Lastwagen donnerten von der Autobahn kommend die Stresemannstraße hinunter. Der Fußboden im vierten Stock vibrierte.
Die „Frauenkneipe“ ein paar Schritte Richtung Neuer Pferdemarkt ist inzwischen verschwunden.
In der Susannenstraße gab es noch die Post und Fritz Fick. Kann ja kein Geschäftsinhaber was dafür, wenn er so heißt.
Günter Amendt hatte das Bild des Geschäfts in seinem Sex-Buch abgedruckt. Ich weiß nicht mehr, ob es das kleine gelbe „Sexfront“ oder das große pappige „Das Sexbuch“ war.
Wenn ich mich richtig erinnere, verkaufte Fritz Fick Milch und Käse, lasse mich aber gerne korrigieren.
Im Zusammenhang mit den G20-Krawallen säßen derzeit 34 mutmaßliche Täter in U-Haft, berichtet die Boulevardzeitung. Die meisten stammten aus gutbürgerlichen Kreisen.
Eine Auswertung der Justizbehörde zeige:
„Neben einer Gruppe desintegrierter, unpolitischer junger Menschen stammt ein Großteil aus der Mitte der Gesellschaft und verfügt über überdurchschnittliche Bildungsabschlüsse.“
Nach einigen Gesprächen, die ich selbst in der letzten Woche in Hamburg geführt habe, scheint mir diese Einschätzung plausibel.
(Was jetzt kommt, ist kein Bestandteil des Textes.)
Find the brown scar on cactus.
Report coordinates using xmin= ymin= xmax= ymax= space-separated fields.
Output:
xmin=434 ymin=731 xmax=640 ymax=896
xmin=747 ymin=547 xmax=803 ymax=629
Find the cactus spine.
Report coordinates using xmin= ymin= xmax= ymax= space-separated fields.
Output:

Viele Jugendliche bzw. junge Erwachsene waren am Tag der Krawalle in die Schanze geströmt, „weil da immer was los ist“. Sie wollten dabei sein.
„Ich hatte das Gefühl, dass dort etwas passieren wird, was ich in meinem Leben nicht noch einmal erleben werde, irgendwie historisch.“
Eine Mischung aus Event und Mitmach-Politshow?
Ich bin gespannt, was die weiteren Untersuchungen der Ereignisse rund um den G20-Gipfel noch ergeben werden. Je näher man sich mit dem „Schwarzen Block“ beschäftigt, desto mehr löst er sich auf.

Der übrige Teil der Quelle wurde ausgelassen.